I was involved, on a cursory level, with the setup. Our implementation strategy was to focus on our main web-based application. The way that they developed the application here was under one static set of code, so we could scan this code and, in essence, be able to check the vulnerability of most of the applications from the different business in our agency.
We did not use an integrator or a third-party. We did it with the help of Veracode.
We are a state agency, so we're not for profit. I tell everybody we don't make money, we spend money. To frame it in the context of the public sector, I think we are giving our citizens peace of mind. When they come in to write a permit, and we send them to a service that collects payment, that jumping-off point is secure and safe. It would be more in those terms, rather than the bottom line.
In the public sector, return on investment is not a term that is easily understood because we do not invest. But total cost of ownership is something that we can put our arms around. When we think about potential data breaches, Veracode has certainly helped us. When you think about the cost of the product and that I have one person, not ten people, running this tool, the total cost of ownership is low. I have no devices or servers, I didn't have to do any of that here onsite. It's all in the cloud. The total cost of ownership, given the services they provide, is very low, in my opinion.
We're always looking to save the taxpayers' money. I used to tell my vendors, sharpen those pencils and make the tip laser-sharp. When it can be, I want it to be less expensive, but you get what you pay for too. Vendors need to be fair and I think Veracode has been fair.
We use their SaaS solution and it's just an annual subscription.
The state of Ohio decided to bring AppScan in and that's an IBM tool. IBM became a major vendor in the state of Ohio. But what happened is that AppScan does not offer static code vulnerability checking; dynamic is something they do offer, but it's not as complete and comprehensive as a static scan is. Even the state has gone away from AppScan, but we were looking at it, we were starting to get set up for it. But evidently, other agencies haven't found it to be as useful.
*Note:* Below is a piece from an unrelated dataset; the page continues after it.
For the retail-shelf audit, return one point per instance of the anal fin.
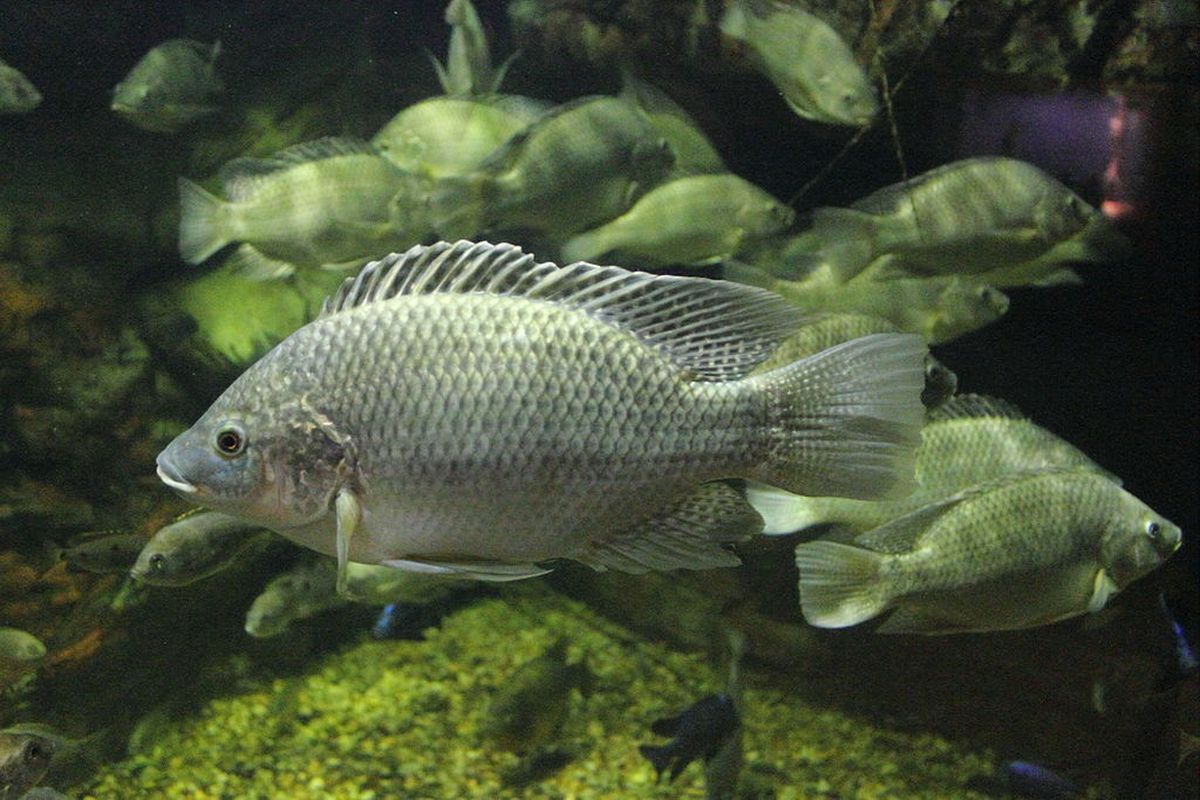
(685, 535)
So we're not going that direction, we're staying with Veracode.
There would have been cost savings associated with going with AppScan but we decided, because the state was not going that way, that we were not going that way either.
I would absolutely recommend Veracode. I've suggested to one of the larger agencies that they implement the solution and that they come to see what we've experienced and how we use the tool.
I really like Veracode. That is one of the reasons that we brought them onboard ten years ago. Of course, they were new back then. The different aspects of the offerings that Veracode provides to their customers are somewhat unique and, right now, I couldn't ask another thing from them.
We have approximately 30 Java developers and four or five testers. There are also project managers using it. We have one person who manages running of the scans and that person might have one or two other people to help.
We haven't really been utilizing it to its full potential. We probably utilize it once or twice per quarter. We are planning to increase the capacity that we've purchased. However, we're getting ready to elect a new governor in Ohio. With that election, things will change, according to his or her desires. Right now, we're in a holding pattern waiting for November to come and go.
In terms of integrating the solution into our existing software development lifecycle, because we started so long ago - before the software development lifecycle was fully implemented - we were doing Veracode testing just because it was a good idea. Then we actually developed a lifecycle. We got into scrums and it just naturally worked its way in, so when we actually hired a testing group, Veracode was already a part of the process.